North Korea launches more garbage balloons towards South Korea: Why does it do this?

(CNN) — North Korea launched more garbage balloons into South Korea this Saturday, according to South Korea’s Joint Chiefs of Staff (JCS). The launch is part of a new strategy with which Kim Jong Un’s government confronts its southern neighbor: sending floating bags of garbage containing “dirt” across the border, which are carried in giant flying balloons.

In an official statement, the JCS warned the public to be alert to objects falling from the sky and not to touch fallen balloons. The Seoul government also alerted residents, saying: “The military is taking action regarding unidentified objects, believed to be anti-South Korea leaflets, seen in the air near Seoul.”

“Please avoid outdoor activities, do not touch unknown objects and report to the military or police,” it said.

Why does Pyongyang do this?

According to the JCS, South Korea’s military reported the arrival of “a large number of balloons” from the North beginning Tuesday night, with more than 150 detected by Wednesday morning.
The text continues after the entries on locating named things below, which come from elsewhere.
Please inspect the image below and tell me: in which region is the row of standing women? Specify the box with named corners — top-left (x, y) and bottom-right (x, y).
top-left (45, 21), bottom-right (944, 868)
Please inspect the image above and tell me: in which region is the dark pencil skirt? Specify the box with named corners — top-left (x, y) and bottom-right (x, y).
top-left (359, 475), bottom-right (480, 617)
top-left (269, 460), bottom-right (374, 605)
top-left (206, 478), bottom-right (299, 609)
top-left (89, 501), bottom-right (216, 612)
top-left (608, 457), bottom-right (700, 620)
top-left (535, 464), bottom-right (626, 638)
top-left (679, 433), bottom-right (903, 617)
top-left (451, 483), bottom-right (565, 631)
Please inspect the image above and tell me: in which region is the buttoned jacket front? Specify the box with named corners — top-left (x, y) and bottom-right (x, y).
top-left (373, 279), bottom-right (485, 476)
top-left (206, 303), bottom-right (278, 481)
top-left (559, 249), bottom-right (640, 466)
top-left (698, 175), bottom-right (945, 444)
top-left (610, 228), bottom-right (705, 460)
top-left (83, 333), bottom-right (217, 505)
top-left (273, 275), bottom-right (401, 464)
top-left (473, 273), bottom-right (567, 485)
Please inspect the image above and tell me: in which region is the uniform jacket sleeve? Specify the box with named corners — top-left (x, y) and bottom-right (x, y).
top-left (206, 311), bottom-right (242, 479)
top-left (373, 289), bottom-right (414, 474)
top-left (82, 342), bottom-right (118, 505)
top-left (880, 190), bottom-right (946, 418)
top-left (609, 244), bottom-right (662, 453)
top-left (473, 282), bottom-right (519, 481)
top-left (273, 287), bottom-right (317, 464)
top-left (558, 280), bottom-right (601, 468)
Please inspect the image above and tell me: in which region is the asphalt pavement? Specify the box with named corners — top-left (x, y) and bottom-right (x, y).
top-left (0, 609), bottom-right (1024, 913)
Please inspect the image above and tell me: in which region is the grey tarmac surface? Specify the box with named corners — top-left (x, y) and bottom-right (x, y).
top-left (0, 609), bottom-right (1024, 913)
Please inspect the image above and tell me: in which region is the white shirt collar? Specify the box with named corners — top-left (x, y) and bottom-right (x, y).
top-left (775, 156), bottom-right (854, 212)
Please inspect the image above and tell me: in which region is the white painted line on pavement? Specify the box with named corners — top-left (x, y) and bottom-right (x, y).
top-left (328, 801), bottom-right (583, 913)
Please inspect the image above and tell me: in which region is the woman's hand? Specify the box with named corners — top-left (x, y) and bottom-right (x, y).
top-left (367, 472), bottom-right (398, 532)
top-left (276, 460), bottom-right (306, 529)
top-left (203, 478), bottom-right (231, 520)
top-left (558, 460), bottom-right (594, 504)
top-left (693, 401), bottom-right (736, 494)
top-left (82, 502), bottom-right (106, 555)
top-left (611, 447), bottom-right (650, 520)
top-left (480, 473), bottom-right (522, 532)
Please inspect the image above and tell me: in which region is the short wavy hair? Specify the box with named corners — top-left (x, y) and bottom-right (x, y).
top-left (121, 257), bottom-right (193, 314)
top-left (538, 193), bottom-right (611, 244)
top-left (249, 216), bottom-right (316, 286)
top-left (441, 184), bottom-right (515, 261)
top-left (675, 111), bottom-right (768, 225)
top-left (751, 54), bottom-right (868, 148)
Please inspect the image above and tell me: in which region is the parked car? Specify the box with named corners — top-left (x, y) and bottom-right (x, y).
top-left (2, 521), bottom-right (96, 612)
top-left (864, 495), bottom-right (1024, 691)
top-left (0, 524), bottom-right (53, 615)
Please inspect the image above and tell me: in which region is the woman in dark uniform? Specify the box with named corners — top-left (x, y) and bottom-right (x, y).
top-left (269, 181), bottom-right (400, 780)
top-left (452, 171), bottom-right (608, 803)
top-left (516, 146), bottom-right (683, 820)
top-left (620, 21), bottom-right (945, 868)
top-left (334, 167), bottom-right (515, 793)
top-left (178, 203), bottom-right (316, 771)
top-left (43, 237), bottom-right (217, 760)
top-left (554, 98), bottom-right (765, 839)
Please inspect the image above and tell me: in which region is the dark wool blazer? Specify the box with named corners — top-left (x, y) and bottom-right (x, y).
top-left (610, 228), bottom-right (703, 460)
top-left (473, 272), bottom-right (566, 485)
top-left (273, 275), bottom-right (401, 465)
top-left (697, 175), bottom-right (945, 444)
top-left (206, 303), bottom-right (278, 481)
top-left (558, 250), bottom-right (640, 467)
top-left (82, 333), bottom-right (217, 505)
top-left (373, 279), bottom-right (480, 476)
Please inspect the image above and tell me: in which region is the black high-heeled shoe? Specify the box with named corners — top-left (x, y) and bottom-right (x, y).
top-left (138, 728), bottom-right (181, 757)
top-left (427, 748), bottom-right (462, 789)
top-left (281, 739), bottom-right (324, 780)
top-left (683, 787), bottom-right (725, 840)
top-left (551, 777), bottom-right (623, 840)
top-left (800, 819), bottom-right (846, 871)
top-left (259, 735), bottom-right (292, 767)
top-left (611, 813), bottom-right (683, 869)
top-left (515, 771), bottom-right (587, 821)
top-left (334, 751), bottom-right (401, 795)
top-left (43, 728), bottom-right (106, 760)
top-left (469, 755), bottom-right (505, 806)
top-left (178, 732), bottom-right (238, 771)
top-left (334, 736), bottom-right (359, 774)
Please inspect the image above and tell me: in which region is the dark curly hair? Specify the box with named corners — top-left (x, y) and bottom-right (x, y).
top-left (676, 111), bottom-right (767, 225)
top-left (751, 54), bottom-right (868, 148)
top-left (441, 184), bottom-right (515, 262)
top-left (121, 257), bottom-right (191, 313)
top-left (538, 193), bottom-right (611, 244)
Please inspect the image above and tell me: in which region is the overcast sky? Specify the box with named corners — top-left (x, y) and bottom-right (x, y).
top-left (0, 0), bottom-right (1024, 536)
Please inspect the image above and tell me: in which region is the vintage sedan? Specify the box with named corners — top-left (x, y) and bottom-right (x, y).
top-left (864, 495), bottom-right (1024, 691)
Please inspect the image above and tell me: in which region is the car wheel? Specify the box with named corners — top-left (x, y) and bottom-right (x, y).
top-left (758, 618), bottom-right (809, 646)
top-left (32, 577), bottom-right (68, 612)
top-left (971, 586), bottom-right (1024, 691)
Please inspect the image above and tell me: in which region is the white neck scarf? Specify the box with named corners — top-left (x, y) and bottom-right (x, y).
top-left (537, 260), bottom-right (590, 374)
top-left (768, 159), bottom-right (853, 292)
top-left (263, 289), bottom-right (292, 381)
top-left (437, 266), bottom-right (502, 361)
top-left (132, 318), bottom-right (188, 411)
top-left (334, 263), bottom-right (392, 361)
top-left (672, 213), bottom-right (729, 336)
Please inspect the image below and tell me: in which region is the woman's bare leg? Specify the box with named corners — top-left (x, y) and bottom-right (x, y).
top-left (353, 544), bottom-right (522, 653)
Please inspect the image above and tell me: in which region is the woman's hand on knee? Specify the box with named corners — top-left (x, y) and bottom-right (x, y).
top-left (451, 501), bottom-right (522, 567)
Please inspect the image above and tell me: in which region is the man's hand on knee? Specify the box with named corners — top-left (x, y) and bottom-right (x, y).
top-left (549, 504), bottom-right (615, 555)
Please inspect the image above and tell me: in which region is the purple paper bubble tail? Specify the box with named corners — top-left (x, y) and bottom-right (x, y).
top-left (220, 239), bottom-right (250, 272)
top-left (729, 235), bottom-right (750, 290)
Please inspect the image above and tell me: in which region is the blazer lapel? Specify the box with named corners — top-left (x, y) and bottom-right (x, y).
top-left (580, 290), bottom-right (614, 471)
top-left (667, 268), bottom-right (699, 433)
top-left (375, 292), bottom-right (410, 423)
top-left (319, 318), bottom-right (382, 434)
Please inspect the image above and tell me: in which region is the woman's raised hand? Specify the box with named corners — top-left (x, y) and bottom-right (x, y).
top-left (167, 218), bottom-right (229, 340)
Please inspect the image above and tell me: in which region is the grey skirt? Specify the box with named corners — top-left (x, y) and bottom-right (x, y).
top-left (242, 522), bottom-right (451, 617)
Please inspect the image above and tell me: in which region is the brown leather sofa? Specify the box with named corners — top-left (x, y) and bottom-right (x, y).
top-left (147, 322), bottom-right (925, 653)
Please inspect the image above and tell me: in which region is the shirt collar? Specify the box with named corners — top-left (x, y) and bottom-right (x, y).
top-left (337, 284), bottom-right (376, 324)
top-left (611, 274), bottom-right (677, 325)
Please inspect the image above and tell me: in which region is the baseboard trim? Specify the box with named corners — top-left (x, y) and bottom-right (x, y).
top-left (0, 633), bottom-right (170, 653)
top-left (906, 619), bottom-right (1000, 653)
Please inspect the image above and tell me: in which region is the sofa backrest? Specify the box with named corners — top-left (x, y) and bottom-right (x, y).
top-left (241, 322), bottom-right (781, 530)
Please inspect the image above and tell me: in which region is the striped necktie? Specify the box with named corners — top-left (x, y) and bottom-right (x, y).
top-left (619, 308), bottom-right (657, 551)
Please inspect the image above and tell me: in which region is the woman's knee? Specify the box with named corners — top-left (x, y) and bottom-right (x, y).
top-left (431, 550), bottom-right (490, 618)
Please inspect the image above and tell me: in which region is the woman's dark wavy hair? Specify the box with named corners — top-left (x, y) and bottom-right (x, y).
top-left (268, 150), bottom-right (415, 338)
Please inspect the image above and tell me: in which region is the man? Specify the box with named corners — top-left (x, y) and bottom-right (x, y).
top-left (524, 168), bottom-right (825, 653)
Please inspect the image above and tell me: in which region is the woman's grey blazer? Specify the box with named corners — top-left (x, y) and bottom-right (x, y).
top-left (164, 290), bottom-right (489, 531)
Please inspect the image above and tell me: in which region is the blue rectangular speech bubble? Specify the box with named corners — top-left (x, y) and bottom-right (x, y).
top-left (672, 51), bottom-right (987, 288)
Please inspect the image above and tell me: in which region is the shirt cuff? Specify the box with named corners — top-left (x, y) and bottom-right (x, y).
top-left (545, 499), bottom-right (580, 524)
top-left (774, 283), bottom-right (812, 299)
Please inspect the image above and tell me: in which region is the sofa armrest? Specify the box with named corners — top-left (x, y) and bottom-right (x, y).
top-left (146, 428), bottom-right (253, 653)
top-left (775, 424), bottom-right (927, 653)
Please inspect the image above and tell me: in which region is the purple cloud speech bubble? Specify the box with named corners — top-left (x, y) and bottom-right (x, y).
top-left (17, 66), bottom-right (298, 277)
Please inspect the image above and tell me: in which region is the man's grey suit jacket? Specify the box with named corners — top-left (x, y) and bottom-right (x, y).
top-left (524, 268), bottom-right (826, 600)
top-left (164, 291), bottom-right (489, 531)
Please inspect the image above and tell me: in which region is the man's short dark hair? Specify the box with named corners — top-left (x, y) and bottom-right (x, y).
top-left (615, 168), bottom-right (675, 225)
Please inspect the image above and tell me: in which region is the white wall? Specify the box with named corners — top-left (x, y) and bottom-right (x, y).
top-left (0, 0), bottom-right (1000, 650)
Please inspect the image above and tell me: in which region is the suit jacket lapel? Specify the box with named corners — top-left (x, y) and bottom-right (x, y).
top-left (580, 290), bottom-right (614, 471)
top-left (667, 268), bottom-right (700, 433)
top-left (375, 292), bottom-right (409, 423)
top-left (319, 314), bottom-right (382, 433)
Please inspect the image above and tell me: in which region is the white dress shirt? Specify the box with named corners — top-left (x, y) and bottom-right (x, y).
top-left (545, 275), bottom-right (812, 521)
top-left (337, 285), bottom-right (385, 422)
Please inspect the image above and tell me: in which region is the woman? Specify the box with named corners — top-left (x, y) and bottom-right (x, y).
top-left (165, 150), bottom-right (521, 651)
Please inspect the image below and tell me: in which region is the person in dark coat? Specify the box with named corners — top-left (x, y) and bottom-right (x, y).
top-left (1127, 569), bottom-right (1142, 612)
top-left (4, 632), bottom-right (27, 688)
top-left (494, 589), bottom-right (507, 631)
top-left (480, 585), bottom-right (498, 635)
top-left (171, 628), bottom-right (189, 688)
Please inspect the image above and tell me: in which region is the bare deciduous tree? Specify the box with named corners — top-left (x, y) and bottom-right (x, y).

Photos released by the JCS showed plastic bags being carried in two huge balloons, with some torn packages leaving pieces of plastic, sheets of paper and dirt scattered across streets and sidewalks.

So far, the balloons contained “dirt and debris” and were being analyzed by government agencies, the JCS said, adding that the military was cooperating with the United Nations Command.

Saturday marked the second time this week that North Korea has sent garbage balloons to the South, in what top Pyongyang official Kim Yo Jong called “freedom of expression.”

According to North Korean state media KCNA, these launches are in retaliation against South Korean activists who often send materials to the North, including propaganda leaflets, food, medicine, radios and USB sticks containing South Korean news and television dramas, all of which are banned by the isolated totalitarian dictatorship in the country.

Activists in the South, including North Korean defectors, have long sent these materials into rivers via balloons, drones and floating bottles, even after South Korea’s parliament banned such actions in 2020.

“Spreading leaflets using balloons is a dangerous provocation that can be used for a specific military purpose,” North Korea’s Deputy National Defense Minister Kim Kang Il said, KCNA reported on Sunday.

He accused South Korea of ​​using “psychological warfare” by spreading “various dirty things” near border areas, and declared that the North would take “tit for tat” steps.

“Heaps of used paper and garbage will soon be scattered across (South Korea’s) border areas and interior, and it will be experienced firsthand how much effort is needed to eliminate them,” Kim said, according to KCNA. “We will take immediate action when our sovereignty, security and national interests are violated.”

Kim also condemned joint military exercises between the United States and South Korea, which have increased in recent years as tensions have risen on the Korean Peninsula.